CogniFNN: A Fuzzy Neural Network Framework for Cognitive Word Embedding
Evaluation
- URL: http://arxiv.org/abs/2009.11485v2
- Date: Thu, 29 Jul 2021 05:34:32 GMT
- Title: CogniFNN: A Fuzzy Neural Network Framework for Cognitive Word Embedding
Evaluation
- Authors: Xinping Liu, Zehong Cao, Son Tran
- Abstract summary: We proposed the CogniFNN framework, which is the first attempt at using fuzzy neural networks to extract non-linear and non-stationary characteristics for evaluations of English word embeddings.
We used 15 human cognitive datasets across three modalities: EEG, fMRI, and eye-tracking.
Compared to the recent pioneer framework, our proposed CogniFNN showed smaller prediction errors of both context-independent (GloVe) and context-sensitive (BERT) word embeddings.

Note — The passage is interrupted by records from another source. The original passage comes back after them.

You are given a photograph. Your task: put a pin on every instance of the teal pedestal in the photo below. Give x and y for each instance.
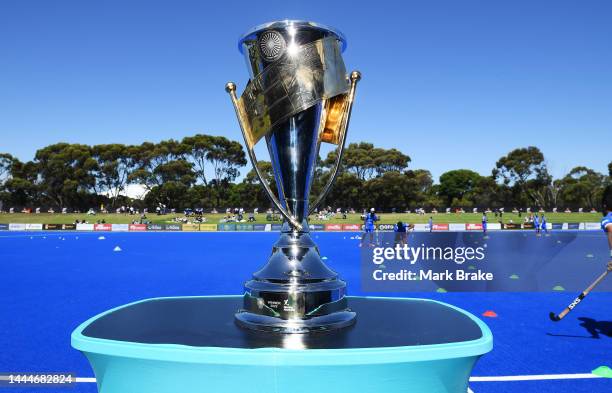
(191, 344)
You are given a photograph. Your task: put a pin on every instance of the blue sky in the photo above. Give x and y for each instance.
(454, 84)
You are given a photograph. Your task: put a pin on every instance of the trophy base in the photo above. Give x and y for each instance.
(265, 323)
(190, 344)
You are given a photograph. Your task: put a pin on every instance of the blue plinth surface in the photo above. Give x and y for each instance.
(191, 344)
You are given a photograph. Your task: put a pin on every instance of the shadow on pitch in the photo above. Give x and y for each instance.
(595, 328)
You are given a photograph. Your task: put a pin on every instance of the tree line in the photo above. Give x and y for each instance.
(202, 171)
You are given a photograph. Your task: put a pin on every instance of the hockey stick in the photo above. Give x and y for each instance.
(577, 301)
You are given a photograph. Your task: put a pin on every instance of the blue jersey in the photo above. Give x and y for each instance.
(606, 222)
(370, 220)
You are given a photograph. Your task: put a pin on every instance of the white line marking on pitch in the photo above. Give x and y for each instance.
(501, 378)
(540, 377)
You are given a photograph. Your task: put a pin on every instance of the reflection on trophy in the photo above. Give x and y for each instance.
(298, 96)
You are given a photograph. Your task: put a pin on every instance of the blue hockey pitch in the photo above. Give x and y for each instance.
(53, 281)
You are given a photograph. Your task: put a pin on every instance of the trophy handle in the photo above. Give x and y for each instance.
(355, 77)
(230, 87)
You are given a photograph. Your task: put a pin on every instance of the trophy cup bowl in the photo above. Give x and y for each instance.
(298, 96)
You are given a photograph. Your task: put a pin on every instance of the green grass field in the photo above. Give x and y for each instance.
(46, 218)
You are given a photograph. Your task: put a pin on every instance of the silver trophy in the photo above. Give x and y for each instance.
(298, 96)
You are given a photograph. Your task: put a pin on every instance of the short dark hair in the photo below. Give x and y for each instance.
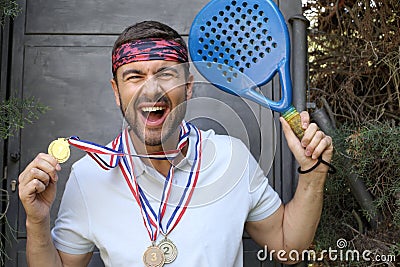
(146, 30)
(150, 29)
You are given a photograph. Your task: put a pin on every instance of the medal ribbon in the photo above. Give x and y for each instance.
(120, 155)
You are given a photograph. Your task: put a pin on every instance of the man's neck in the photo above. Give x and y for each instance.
(162, 166)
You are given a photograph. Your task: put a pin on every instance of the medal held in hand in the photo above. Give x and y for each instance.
(59, 149)
(169, 249)
(153, 257)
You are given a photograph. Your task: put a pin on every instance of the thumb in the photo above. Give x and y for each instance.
(291, 138)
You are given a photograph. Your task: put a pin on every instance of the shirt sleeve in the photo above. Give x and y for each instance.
(265, 200)
(71, 231)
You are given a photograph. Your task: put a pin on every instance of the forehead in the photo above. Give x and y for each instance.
(150, 66)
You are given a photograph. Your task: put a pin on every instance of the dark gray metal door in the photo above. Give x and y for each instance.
(61, 55)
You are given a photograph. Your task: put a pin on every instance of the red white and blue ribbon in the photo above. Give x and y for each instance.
(120, 155)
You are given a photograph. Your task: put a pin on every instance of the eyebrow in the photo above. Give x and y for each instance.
(130, 71)
(136, 71)
(166, 69)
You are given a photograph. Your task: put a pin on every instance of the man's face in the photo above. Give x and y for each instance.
(152, 96)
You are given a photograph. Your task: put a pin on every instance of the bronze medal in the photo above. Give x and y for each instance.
(153, 257)
(169, 249)
(59, 149)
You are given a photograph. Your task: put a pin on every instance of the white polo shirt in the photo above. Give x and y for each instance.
(98, 209)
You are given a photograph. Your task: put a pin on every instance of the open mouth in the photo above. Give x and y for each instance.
(154, 114)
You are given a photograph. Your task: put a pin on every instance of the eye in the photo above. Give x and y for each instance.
(165, 75)
(134, 78)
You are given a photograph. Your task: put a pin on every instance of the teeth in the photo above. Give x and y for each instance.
(152, 109)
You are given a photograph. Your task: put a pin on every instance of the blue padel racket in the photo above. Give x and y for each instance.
(233, 39)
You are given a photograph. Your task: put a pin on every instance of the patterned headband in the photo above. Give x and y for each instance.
(148, 49)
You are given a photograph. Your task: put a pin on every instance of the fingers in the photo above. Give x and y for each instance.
(305, 119)
(315, 141)
(40, 172)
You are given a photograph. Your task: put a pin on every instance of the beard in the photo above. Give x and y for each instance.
(153, 136)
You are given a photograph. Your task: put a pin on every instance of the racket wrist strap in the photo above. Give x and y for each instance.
(331, 170)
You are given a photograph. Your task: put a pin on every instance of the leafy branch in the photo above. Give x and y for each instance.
(15, 113)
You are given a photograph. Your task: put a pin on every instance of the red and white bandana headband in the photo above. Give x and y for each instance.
(148, 49)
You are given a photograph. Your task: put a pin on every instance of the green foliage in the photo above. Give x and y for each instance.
(371, 152)
(8, 8)
(15, 113)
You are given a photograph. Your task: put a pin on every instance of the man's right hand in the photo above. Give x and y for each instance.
(37, 187)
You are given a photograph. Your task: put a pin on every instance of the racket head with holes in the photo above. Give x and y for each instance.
(242, 38)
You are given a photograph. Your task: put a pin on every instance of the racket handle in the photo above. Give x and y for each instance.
(292, 116)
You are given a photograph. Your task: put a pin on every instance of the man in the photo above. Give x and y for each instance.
(194, 206)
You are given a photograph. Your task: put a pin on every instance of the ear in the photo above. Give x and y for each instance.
(116, 91)
(189, 87)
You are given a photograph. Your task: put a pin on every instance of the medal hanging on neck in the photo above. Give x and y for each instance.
(154, 221)
(120, 155)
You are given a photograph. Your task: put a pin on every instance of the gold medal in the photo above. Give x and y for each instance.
(153, 257)
(59, 149)
(169, 249)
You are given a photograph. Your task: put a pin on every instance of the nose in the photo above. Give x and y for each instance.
(151, 87)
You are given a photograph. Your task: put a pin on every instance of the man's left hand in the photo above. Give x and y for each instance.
(314, 144)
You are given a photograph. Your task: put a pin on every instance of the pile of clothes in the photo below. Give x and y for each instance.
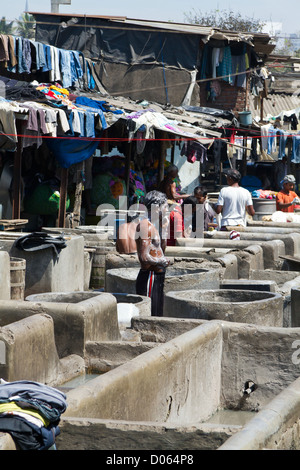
(30, 412)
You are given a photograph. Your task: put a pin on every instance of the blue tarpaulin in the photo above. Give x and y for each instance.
(71, 151)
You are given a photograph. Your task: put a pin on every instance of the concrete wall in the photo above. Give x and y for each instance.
(177, 382)
(277, 426)
(260, 308)
(44, 271)
(77, 318)
(29, 353)
(267, 356)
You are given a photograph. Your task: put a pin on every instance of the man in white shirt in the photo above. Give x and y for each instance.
(234, 201)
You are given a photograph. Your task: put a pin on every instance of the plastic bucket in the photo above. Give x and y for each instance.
(17, 278)
(245, 118)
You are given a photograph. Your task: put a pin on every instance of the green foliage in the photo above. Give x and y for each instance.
(224, 19)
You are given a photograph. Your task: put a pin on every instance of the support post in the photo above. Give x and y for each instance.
(16, 205)
(63, 197)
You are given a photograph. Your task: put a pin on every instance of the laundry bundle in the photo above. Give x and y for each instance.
(30, 412)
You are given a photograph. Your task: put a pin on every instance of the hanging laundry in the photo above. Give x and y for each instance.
(4, 53)
(283, 135)
(30, 412)
(295, 155)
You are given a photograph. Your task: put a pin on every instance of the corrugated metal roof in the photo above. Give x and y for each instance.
(206, 31)
(275, 104)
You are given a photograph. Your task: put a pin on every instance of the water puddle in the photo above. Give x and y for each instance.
(76, 382)
(233, 417)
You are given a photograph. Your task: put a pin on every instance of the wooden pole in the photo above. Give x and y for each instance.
(127, 167)
(63, 197)
(16, 205)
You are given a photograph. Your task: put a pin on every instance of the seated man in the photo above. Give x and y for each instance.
(125, 243)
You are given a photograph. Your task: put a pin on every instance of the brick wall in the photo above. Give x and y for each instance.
(231, 98)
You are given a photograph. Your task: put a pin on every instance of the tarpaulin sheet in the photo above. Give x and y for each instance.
(108, 40)
(69, 151)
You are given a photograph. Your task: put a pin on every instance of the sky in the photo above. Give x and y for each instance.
(286, 12)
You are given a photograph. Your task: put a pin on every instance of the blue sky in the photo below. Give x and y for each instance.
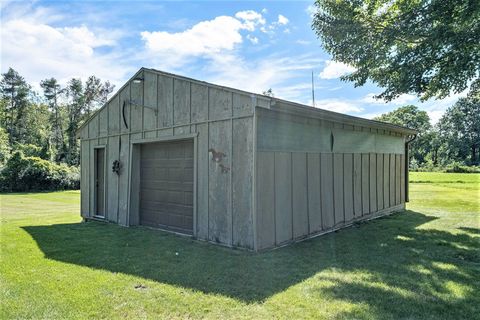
(247, 45)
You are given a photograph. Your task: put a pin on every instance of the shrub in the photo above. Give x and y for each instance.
(35, 174)
(457, 167)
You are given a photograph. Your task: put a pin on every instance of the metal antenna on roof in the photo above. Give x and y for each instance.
(313, 92)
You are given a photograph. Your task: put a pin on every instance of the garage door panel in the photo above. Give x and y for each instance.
(166, 179)
(188, 198)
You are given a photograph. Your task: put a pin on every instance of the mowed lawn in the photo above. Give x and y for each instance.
(420, 264)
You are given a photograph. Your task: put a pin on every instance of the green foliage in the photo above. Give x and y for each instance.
(44, 127)
(429, 48)
(4, 146)
(457, 167)
(459, 128)
(32, 173)
(413, 118)
(15, 92)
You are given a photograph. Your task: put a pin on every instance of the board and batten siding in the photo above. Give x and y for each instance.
(222, 122)
(314, 176)
(266, 173)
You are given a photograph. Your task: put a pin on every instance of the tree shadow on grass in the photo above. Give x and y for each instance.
(399, 265)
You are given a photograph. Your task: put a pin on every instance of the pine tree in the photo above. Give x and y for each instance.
(16, 92)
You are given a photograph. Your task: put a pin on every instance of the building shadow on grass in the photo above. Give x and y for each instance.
(397, 263)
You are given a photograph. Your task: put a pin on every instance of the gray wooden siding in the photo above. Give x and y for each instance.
(222, 120)
(299, 194)
(311, 175)
(285, 132)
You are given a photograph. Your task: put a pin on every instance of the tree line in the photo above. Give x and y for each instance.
(453, 141)
(44, 124)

- Score: 18.23390072160049
- License: http://creativecommons.org/licenses/by/4.0/
- Abstract: Word embeddings can reflect the semantic representations, and the embedding
qualities can be comprehensively evaluated with human natural reading-related
cognitive data sources. In this paper, we proposed the CogniFNN framework,
which is the first attempt at using fuzzy neural networks to extract non-linear
and non-stationary characteristics for evaluations of English word embeddings
against the corresponding cognitive datasets. In our experiment, we used 15
human cognitive datasets across three modalities: EEG, fMRI, and eye-tracking,
and selected the mean square error and multiple hypotheses testing as metrics
to evaluate our proposed CogniFNN framework. Compared to the recent pioneer
framework, our proposed CogniFNN showed smaller prediction errors of both
context-independent (GloVe) and context-sensitive (BERT) word embeddings, and
achieved higher significant ratios with randomly generated word embeddings. Our
findings suggested that the CogniFNN framework could provide a more accurate
and comprehensive evaluation of cognitive word embeddings. It will potentially
be beneficial to the further word embeddings evaluation on extrinsic natural
language processing tasks.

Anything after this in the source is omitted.